The 11th Hour largely fails because the story and the game live in two different worlds. Puzzles can tell stories. They can be based on dark concepts. They can even advance the plot, by recreating the events of the past in a different form. The 11th Hour prefers to just wheel out random crap to stick between the unrelated FMV sequences, even when it makes absolutely no sense for Stauf to dick around.
The result is a game that's completely unsatisfying to play, and without the technical innovation of the first game, it's not surprising that it stumbled at the market. Trilobyte had another go at the style in an animated 7th Guest clone called Clandestiny, before bottoming out with one of the most infamous flops in gaming history. It was called Uncle Henry's Playhouse, and was made up of a few puzzles from the three games stuck together and sold as a compilation. Fans had already played them. Nobody else cared. At release, it's said to have sold just 178 copies. Worldwide. The word is 'ouch'.
After that, the series floundered. There were plans and a teaser trailer for a third game in the series, The Collector, in which Stauf would have been a museum curator, but that never came to anything. There's a continuation though, the apparently authorised fan-sequel The 13th Doll.
But what if it's all academic? What if Stauf's evil was so powerful, it transcended the bonds of fiction itself to unleash itself on the world we know and at least tolerate? Obviously, I'm not saying that's actually happened. No. No, that would take some seriously compelling evidence...

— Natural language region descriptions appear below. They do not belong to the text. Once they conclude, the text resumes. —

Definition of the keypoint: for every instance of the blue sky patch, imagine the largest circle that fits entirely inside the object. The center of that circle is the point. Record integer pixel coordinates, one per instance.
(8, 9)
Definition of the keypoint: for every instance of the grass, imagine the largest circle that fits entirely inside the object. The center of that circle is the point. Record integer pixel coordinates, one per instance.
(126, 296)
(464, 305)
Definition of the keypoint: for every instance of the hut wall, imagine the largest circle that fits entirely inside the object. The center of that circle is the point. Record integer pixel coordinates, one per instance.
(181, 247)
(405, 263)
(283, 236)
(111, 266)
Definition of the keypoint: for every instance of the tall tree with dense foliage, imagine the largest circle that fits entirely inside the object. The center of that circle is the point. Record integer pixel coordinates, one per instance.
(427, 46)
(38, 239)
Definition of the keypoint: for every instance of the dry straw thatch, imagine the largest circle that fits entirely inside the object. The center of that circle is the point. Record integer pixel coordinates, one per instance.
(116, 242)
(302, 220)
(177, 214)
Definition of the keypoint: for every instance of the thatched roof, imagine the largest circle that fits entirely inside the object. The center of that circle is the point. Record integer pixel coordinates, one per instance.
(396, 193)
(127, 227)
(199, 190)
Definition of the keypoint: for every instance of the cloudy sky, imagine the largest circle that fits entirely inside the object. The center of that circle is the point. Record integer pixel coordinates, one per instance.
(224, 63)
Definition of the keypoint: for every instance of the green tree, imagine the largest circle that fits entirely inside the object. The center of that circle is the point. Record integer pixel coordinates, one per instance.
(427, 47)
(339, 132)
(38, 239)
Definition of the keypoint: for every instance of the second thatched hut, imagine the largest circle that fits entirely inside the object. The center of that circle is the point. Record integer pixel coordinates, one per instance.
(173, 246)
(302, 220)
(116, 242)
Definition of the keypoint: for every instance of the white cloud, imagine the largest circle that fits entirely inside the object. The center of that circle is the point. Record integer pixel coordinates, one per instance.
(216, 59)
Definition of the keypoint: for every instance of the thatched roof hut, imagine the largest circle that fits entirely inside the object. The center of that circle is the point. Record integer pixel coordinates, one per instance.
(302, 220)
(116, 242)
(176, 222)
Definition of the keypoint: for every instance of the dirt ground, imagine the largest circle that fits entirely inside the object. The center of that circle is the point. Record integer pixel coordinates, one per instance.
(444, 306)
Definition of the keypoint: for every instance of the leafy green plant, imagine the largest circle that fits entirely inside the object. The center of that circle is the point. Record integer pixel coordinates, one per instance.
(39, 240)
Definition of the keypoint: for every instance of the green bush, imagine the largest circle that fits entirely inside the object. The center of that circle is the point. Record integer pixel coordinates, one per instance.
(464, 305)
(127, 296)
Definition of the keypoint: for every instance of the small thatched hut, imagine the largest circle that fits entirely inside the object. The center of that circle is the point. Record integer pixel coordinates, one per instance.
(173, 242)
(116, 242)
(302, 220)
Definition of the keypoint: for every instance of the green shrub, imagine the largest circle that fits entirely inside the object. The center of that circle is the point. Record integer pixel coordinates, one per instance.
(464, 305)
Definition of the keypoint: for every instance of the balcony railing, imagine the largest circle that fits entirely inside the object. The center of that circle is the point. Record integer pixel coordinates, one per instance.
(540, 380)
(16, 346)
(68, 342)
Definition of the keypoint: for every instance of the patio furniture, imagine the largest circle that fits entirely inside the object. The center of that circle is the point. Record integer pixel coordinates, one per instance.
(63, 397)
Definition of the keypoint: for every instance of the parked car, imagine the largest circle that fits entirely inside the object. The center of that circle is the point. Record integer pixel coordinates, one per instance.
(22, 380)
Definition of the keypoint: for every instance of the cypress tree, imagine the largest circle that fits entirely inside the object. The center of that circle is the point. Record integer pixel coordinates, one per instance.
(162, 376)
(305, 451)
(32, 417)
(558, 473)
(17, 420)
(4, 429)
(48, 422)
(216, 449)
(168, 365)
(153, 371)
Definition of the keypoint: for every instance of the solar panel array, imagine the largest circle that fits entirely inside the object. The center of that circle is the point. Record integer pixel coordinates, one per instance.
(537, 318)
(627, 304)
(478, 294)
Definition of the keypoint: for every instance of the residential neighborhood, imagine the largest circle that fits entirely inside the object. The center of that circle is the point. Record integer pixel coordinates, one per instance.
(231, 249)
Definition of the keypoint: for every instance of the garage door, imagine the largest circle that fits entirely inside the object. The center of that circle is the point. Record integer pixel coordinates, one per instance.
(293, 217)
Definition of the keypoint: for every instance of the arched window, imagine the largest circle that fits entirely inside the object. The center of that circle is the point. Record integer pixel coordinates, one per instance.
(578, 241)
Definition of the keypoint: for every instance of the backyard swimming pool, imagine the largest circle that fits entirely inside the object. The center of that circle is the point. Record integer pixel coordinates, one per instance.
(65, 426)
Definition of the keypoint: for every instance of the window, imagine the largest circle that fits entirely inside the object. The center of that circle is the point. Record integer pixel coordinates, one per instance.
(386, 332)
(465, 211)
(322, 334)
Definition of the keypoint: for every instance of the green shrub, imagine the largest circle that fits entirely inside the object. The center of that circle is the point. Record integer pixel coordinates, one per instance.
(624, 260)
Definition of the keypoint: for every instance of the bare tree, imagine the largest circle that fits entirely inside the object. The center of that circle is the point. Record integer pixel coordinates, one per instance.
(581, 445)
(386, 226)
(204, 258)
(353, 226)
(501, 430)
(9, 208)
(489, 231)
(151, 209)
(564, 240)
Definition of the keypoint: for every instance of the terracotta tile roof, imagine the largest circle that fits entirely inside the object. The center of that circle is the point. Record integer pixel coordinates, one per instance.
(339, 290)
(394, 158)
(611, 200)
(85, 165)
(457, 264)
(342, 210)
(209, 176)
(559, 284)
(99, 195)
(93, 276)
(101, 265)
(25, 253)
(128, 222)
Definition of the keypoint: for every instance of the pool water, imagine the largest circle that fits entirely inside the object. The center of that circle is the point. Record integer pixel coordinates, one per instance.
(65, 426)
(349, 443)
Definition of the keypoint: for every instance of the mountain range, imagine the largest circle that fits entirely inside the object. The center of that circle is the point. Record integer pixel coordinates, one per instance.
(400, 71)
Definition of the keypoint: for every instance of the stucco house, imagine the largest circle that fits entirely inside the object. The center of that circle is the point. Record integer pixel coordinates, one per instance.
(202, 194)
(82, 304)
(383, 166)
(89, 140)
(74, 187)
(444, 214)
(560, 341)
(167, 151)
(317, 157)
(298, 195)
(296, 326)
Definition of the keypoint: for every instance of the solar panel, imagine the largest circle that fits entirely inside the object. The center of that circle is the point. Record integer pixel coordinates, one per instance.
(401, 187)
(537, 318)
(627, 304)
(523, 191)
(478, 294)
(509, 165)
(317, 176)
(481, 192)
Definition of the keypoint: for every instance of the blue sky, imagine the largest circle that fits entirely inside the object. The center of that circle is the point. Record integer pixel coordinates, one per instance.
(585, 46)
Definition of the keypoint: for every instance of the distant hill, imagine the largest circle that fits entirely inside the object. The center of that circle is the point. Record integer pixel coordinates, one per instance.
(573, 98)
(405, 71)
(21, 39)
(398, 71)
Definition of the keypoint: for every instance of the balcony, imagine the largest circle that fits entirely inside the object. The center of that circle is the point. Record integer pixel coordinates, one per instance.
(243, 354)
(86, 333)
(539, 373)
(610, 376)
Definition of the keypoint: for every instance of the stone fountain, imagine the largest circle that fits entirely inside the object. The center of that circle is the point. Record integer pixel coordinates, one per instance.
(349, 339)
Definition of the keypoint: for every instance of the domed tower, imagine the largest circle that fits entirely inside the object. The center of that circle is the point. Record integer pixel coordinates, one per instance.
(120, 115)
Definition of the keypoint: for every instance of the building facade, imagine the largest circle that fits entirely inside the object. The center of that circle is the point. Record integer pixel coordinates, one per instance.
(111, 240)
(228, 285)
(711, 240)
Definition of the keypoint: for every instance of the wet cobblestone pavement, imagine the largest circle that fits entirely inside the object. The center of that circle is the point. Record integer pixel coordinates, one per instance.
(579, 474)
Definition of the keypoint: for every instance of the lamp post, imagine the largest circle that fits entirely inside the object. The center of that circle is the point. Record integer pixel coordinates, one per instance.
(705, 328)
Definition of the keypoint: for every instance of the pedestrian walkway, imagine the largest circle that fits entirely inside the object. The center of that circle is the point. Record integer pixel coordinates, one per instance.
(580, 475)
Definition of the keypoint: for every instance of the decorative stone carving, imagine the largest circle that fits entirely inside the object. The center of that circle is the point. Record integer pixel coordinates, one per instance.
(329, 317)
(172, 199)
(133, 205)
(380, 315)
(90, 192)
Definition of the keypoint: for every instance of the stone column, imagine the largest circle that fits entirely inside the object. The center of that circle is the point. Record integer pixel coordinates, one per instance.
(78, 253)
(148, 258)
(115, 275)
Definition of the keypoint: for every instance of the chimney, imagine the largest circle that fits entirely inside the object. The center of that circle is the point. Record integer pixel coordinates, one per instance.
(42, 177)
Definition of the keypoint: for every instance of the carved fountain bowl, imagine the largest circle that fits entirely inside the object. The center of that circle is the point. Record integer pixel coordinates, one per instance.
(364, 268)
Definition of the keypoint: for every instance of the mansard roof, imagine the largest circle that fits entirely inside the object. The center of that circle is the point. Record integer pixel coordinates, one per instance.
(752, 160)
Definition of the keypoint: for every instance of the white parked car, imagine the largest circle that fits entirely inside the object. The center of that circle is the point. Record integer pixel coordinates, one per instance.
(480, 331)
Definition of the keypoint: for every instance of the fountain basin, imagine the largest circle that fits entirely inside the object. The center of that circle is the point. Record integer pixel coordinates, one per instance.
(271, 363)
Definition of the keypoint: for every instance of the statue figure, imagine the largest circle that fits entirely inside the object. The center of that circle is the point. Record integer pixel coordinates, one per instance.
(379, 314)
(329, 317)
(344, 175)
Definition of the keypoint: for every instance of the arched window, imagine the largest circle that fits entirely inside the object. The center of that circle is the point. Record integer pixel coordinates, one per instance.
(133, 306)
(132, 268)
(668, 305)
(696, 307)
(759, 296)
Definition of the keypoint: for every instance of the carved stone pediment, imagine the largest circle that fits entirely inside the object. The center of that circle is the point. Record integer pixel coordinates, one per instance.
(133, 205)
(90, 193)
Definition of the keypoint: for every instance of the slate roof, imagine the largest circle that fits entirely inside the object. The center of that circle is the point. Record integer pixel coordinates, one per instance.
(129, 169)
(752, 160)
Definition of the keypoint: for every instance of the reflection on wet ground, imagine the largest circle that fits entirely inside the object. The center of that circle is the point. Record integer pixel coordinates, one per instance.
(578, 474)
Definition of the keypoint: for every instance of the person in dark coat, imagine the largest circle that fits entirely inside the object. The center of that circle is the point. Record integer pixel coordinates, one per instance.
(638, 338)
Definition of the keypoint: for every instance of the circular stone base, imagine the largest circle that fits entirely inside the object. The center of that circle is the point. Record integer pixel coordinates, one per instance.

Made players murder many children.
Built a castle that scared people.
To repeat, I'm totally not saying that Lord British definitely is the tool of sin's legions. I'm just saying it would explain why Tabula Rasa's slogan was "Subscribe And Be Spared The Wrath Of My Master".
Arguably the best thing about the 7th Guest/11th Hour games were their soundtracks. The music was put together by well-known composer The Fat Man, and is one of the most eclectic collections of music ever put to a game. The main theme is The Game, which also acts as a general leitmotif throughout the series, though for some reason the inane Skeletons In My Closet was given the honour of playing over the ending credits. The 11th Hour then really cranked up the weirdness with The Final Hour (whose lyrics "I should be doing Stuff. But I'd rather put it Off. Until the Final Hour..." are something of a personal philosophy), and the unforgettable main menu theme Mr. Death. That's all aside from the pure instrumental tracks, all very different, but most of them catchy even out of context.
The main tunes were compiled into a dedicated soundtrack disc called 7-11, and are well worth a listen. As for The 7th Guest itself? It's interesting if you've never played it, and a quick slice of nostalgia if you have, though don't expect to be convinced by its aching slowness and pretensions of being more than series of stock puzzles. The obvious test? Read this, and see if it sends a chill down your spine.
Old man Stauf built a house, and filled it with his toys
Six guests were invited one night, their screams the only noise
Blood inside the library, blood right up the hall
Dripping down the attic stairs...
Hey guests, try not to fall!
Nobody came out that night, not one was ever seen
But old man Stauf is waiting there, crazy, sick, and mean!
No? It's not that much scarier when spoken.